Scrutinized in all the chancelleries, this crisis “raises real questions and reveals real cracks” at the highest level of the Russian state, said the American secretary of state on Sunday.
Serious weaknesses
“The fact that you have someone inside challenging Putin’s authority and directly questioning why he launched this aggression of Ukraine, that in itself is something very powerful,” added Anthony Blinken, the first American official to comment directly on the events.
For an adviser to the Ukrainian presidency, Mykhaïlo Podoliak, “Prigojine humiliated Putin/the state and showed that there is no longer a monopoly on violence”.

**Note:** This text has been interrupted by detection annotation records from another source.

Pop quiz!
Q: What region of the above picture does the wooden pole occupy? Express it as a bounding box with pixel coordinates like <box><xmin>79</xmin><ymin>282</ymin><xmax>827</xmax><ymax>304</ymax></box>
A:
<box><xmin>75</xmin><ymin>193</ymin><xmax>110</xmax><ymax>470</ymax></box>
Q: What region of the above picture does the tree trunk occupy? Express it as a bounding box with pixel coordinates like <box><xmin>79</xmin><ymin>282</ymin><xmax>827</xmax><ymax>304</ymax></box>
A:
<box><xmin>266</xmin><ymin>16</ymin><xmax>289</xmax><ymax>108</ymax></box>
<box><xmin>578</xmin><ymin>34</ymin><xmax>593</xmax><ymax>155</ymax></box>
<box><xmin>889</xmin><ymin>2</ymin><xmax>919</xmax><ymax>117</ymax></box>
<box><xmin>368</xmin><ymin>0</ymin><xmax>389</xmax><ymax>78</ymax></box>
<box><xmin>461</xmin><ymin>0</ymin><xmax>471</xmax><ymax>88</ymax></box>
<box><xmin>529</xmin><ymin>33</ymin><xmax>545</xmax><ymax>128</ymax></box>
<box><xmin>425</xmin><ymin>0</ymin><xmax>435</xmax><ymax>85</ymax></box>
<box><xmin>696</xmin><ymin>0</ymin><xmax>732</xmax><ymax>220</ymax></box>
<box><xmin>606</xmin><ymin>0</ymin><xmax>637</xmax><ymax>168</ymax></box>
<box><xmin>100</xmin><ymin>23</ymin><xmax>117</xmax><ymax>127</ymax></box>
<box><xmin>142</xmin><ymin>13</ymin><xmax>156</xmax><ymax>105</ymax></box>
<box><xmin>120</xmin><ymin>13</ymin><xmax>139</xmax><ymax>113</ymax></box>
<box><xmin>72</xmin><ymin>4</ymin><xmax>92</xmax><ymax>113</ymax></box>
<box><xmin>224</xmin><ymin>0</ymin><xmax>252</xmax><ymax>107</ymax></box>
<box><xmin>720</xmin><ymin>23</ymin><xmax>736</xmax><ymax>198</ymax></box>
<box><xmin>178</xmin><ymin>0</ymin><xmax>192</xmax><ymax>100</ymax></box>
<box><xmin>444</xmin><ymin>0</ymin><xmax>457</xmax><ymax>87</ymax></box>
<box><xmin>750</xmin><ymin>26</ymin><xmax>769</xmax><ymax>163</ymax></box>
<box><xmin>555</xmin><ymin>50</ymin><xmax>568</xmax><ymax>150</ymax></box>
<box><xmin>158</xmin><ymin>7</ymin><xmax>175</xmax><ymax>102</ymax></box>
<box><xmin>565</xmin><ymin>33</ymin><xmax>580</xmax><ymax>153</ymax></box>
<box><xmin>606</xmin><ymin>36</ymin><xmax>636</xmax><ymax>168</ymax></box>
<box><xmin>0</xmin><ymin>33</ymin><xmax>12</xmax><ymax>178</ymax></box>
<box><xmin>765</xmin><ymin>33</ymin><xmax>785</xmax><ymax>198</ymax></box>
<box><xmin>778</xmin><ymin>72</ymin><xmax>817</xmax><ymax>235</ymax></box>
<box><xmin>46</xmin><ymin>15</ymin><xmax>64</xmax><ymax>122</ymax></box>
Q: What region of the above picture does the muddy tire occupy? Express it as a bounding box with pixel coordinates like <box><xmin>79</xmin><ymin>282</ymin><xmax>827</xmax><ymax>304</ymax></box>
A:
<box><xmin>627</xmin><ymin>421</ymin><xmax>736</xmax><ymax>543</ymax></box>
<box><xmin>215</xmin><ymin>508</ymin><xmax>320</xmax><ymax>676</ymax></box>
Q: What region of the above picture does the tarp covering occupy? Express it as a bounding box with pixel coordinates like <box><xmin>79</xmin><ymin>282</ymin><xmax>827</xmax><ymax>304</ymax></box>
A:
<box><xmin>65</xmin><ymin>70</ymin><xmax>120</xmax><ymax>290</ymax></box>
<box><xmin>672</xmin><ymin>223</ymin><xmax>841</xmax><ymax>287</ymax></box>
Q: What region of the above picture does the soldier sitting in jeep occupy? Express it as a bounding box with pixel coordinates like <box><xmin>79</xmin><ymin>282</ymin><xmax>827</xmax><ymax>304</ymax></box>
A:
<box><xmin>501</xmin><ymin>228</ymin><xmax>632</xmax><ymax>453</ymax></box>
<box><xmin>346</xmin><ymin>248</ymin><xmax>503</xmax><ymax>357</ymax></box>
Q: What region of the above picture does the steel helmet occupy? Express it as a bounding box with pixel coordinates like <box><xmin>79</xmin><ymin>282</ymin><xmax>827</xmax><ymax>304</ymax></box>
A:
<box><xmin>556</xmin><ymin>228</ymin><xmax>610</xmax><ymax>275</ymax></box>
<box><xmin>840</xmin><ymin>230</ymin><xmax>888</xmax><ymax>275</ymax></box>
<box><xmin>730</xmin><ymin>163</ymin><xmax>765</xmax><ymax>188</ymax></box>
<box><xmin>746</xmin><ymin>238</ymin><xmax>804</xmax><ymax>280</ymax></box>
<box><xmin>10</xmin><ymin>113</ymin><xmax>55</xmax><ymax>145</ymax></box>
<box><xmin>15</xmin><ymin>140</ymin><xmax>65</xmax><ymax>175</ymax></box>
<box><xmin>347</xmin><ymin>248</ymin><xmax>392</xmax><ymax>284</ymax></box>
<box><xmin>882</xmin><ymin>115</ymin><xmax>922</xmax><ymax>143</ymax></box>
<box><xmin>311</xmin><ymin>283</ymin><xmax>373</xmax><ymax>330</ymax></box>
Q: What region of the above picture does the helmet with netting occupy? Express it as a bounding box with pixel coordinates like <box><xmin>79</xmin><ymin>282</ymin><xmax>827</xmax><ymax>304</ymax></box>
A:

Extraordinary scene on Saturday evening in Rostov, dozens of residents showed their support for the insurgents, chanting “Wagner, Wagner! shortly before the fighters left town.
“The crisis of institutions and trust was not obvious to most in Russia as in the West. Today it is clear, “says Konstantin Kalachev, an independent Russian political scientist.
“The way the people of Rostov supported Wagner’s departure speaks volumes,” he notes.
However, Russia was able to count on Beijing’s support on Sunday. “As a friendly neighbor and a strategic partner, China supports Russia in its efforts to protect the country’s stability,” the Chinese Foreign Ministry said in its first response to the mutiny that Beijing called “an interior”.
On the Ukrainian front, the Russian army also claimed to have “successfully repelled” the attacks carried out by Kyiv forces in four areas, notably in the regions of Donetsk (east), but also of Zaporijjia (south).
” Civil war ”
While the terms of the agreement between the Kremlin and Wagner’s chief remain subject to speculation, President Lukashenko, a close ally of Mr. Putin, seems to have played a key role.
The Kremlin has expressed its “appreciation” to the Belarusian leader, usually in a relationship of almost total dependence on Moscow.
Faced with his greatest challenge since coming to power at the end of 1999, President Putin had denounced a “betrayal” of the person in charge of the base Russian works, promising a “punishment” and raising the specter of a “civil war”.
Russian diplomacy had warned Western countries against any attempt to “take advantage of the situation” and Moscow warned that Wagner’s failed rebellion would “in no way” affect the Russian offensive in Ukraine.
A Russian air attack on Kyiv carried out on Saturday in the early hours of the day killed five people, according to the report updated on Sunday by the mayor of the Ukrainian capital.
“The myth of the unity of Putin’s Russia is over. This internal escalation is dividing the Russian military alliance,” Italian Foreign Minister Antonio Tajani said in the newspaper. Il Messaggero.
“This is the inevitable result of supporting and funding a legion of mercenaries,” he added.